Then right click this folder, click ***Get shareable link***, in the People textfield, enter the TAs' email: ***haoyuwu@cs.stonybrook.edu*** and ***vhnguyen@cs.stonybrook.edu***. Make sure that the TAs who have the link **can edit**, ***not just*** **can view**, and also **uncheck** the **Notify people** box. ([How to share link?](https://drive.google.com/file/d/17R6j6yE8_8vXioOB3nNvbEPzxcI-rr_H) )

***IMPORTANT: Please do not make any modification to the folder and its files after the submission deadline***. (All modifications can be seen by the TAs via the revision history.) Note that in google colab, we will only grade the version of the code right before the timestamp of the submission made in blackboard.

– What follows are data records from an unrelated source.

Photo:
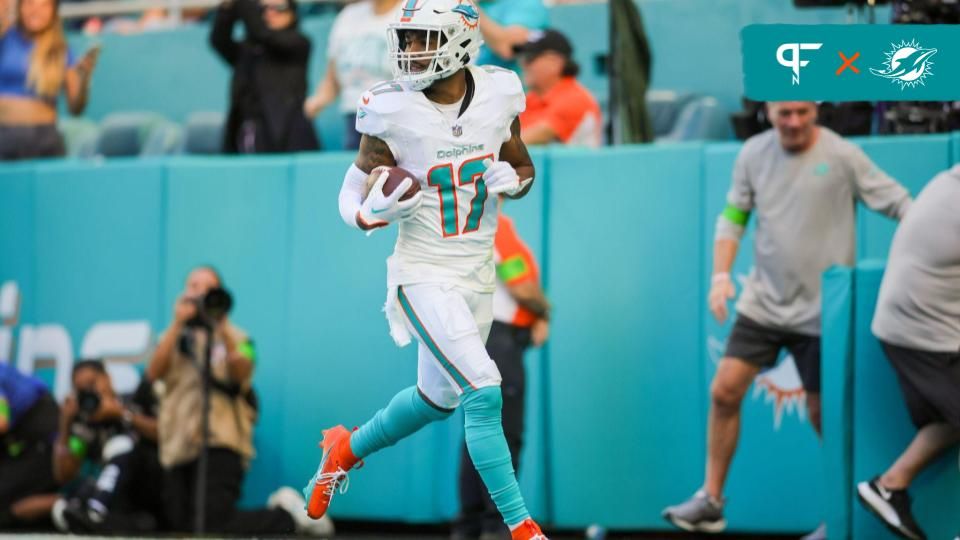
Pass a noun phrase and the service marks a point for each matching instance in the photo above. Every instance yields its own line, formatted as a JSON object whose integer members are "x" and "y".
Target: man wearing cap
{"x": 559, "y": 109}
{"x": 520, "y": 313}
{"x": 803, "y": 182}
{"x": 505, "y": 24}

The input and output paths are predefined and **DO NOT** change them, (we assume that 'Surname_Givenname_SBUID_hw1' is your working directory, and all the paths are relative to this directory).  The image read and write functions are already written for you. All you need to do is to fill in the blanks as indicated to generate proper outputs.


-- DO NOT change the folder structure, please just fill in the blanks. <br>

You are encouraged to post and answer questions on Piazza. Based on the amount of email that we have received in past years, there might be delays in replying to personal emails. Please ask questions on Piazza and send emails only for personal issues.

If you alter the folder structures, the grading of your homework will be significantly delayed and possibly penalized.

Be aware that your code will undergo plagiarism check both vertically and horizontally. Please do your own work.

Late submission penalty: <br>
There will be a 10% penalty per day for late submission. However, you will have 4 days throughout the whole semester to submit late without penalty. Note that the grace period is calculated by days instead of hours. If you submit the homework one minute after the deadline, one late day will be counted. Likewise, if you submit one minute after the deadline, the 10% penaly will be imposed if not using the grace period.